Germania, obiettivo 40 ore
di Angela Regina Punzi
Lavorare di più per lavorare tutti. E’ il risultato dell’accordo
raggiunto in Germania tra i sindacati e la Siemens per portare la
settimana lavorativa a 40 ore senza una variazione del salario. La
rinuncia alla settimana corta è stata accettata per impedire il
trasferimento di circa duemila posti di lavoro nella vicina
Ungheria. Nelle due fabbriche della Siemens che producono telefoni
cellulari e portatili, i sindacati hanno anche acconsentito
all’eliminazione della tredicesima mensilità e dell’indennità
delle vacanze, un contributo che generalmente oscilla intorno ai
500 euro e che ora verrà sostituito con premi legati alla
performance produttiva dei 4mila dipendenti a rischio.
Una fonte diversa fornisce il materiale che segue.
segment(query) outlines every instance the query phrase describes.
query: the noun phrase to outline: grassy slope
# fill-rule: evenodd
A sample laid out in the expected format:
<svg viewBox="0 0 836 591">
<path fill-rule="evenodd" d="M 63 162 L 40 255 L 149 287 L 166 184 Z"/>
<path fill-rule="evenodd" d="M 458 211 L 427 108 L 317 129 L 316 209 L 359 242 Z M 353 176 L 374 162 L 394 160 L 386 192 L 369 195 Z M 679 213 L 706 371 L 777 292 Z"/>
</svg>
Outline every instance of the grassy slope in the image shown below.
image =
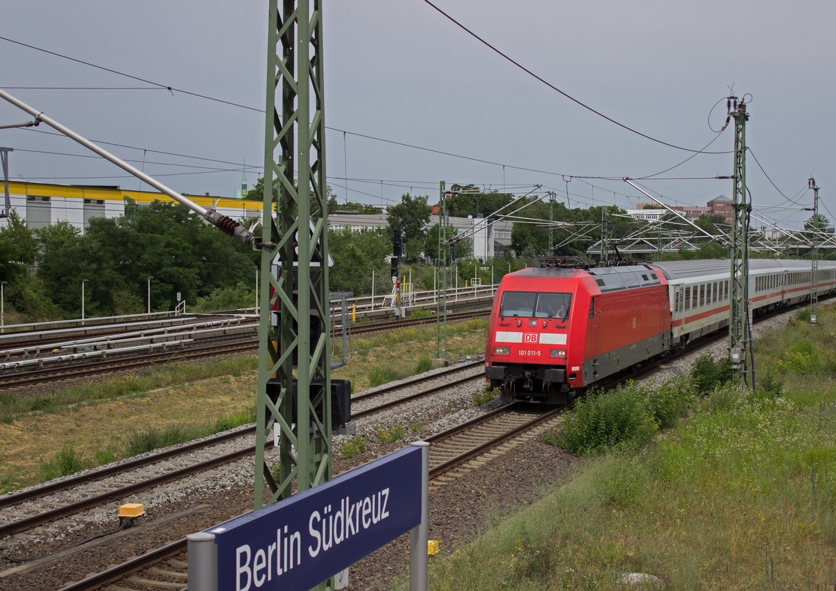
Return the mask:
<svg viewBox="0 0 836 591">
<path fill-rule="evenodd" d="M 832 588 L 836 577 L 836 313 L 756 347 L 774 396 L 721 388 L 633 452 L 573 481 L 431 568 L 432 589 Z M 768 377 L 767 377 L 768 374 Z M 760 380 L 759 380 L 760 381 Z M 647 587 L 650 588 L 650 587 Z"/>
</svg>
Le 35 ore
erano state introdotte in Germania nel 1995 e dopo 9 anni “di
sperimentazione” sono stati gli stessi tedeschi a volervi
rinunciare. Mentre il presidente della IG Metall, Jürgen Peters,
continua a ripetere che quello Siemens è solo un caso isolato
necessario a salvare posti di lavoro a rischio, anche altre
aziende tedesche sono pronte a chiedere l’abolizione delle 35 ore.
L’innalzamento dell’orario di lavoro senza l’aumento della
corresponsione economica si sta diffondendo rapidamente anche in
altre aziende tedesche. Phlilips, Daimler-Chrysler e Continental
vogliono rimanere competitive come la Siemens, e proprio per
questo hanno già avviato tavoli di consultazione per arrivare ad
un accordo analogo. Secondo il quotidiano tedesco “Die Welt” più
di 100 industrie stanno già trattando per l’allungamento della
settimana lavorativa a 40 ore e già 40 aziende l’hanno adottato
dal primo marzo con l’accordo dei sindacati. Il mondo del lavoro
tedesco torna indietro, a prima della metà degli anni Novanta,
quando i sindacati riuscirono ad ottenere la riduzione dell’orario
a 35 ore settimanali. I gruppi industriali tedeschi sono afflitti
da un costo del lavoro tra i più elevati al mondo che ha già fatto
perdere molta competitività al “made in Germany”. Ma perché questa
inversione di tendenza? Il presidente della Bce, Jean-Claude
Trichet, commenta che “tutto ciò che va nella direzione della
flessibilità, di una maggiore produttività, dell’efficienza e
della competitività, va nella direzione giusta”. L’accordo
Siemens-IgMetall è invece visto con scetticismo da numerosi
economisti tedeschi. Di questo parere, uno dei cinque “saggi”
consiglieri di Schröder, secondo il quale il prolungamento della
settimana lavorativa a parità di compenso si tradurrà, di fatto,
in un taglio dei salari, misura che a sua volta potrebbe avere
effetti preoccupanti sulla domanda delle famiglie e quindi sulla
crescita.
Tuttavia, il timore che alcune produzioni potessero essere
trasferite nei paesi dell’Europa centro-orientale, in Cina e in
India nel tentativo di accrescere la produttività, ha spinto i
sindacati ad assumere un atteggiamento più realistico e
pragmatico. Solo un anno fa l’Ig-metall si batteva per estendere
le 35 ore anche ai Länder orientali. Lo sciopero terminò con un
clamoroso fallimento del sindacato metalmeccanico che oggi, dopo
solo 12 mesi, ha firmato l’accordo arrendendosi all’evidenza che
le 40 ore possano essere una valida alternativa ai tagli
occupazionali e alla delocalizzazione. Certo è che la pressione
competitiva dei vicini paesi a basso costo del lavoro spinge
aziende e sindacati tedeschi, e non solo, ad elaborare nuove forme
di flessibilità. Il cambiamento di rotta ha intanto influenzato
anche Parigi che solo qualche anno fa, sotto il governo socialista
di Jospin, aveva sollevato la bandiera ideologica del “lavorare
meno, lavorare tutti”. Il ministro dell’Economia francese, Nicolas
Sarkozy, chiede lo smantellamento delle 35 ore perché sono – dice
– “un controsenso economico”. Sarkozy ha attaccato le leggi Aubry
del 1998 e del 2000 che avevano ridotto la durata legale del
lavoro da 39 a 35 ore settimanali. Ed anche Raffarin ha sostenuto
che la Francia deve aumentare il numero di ore lavorate.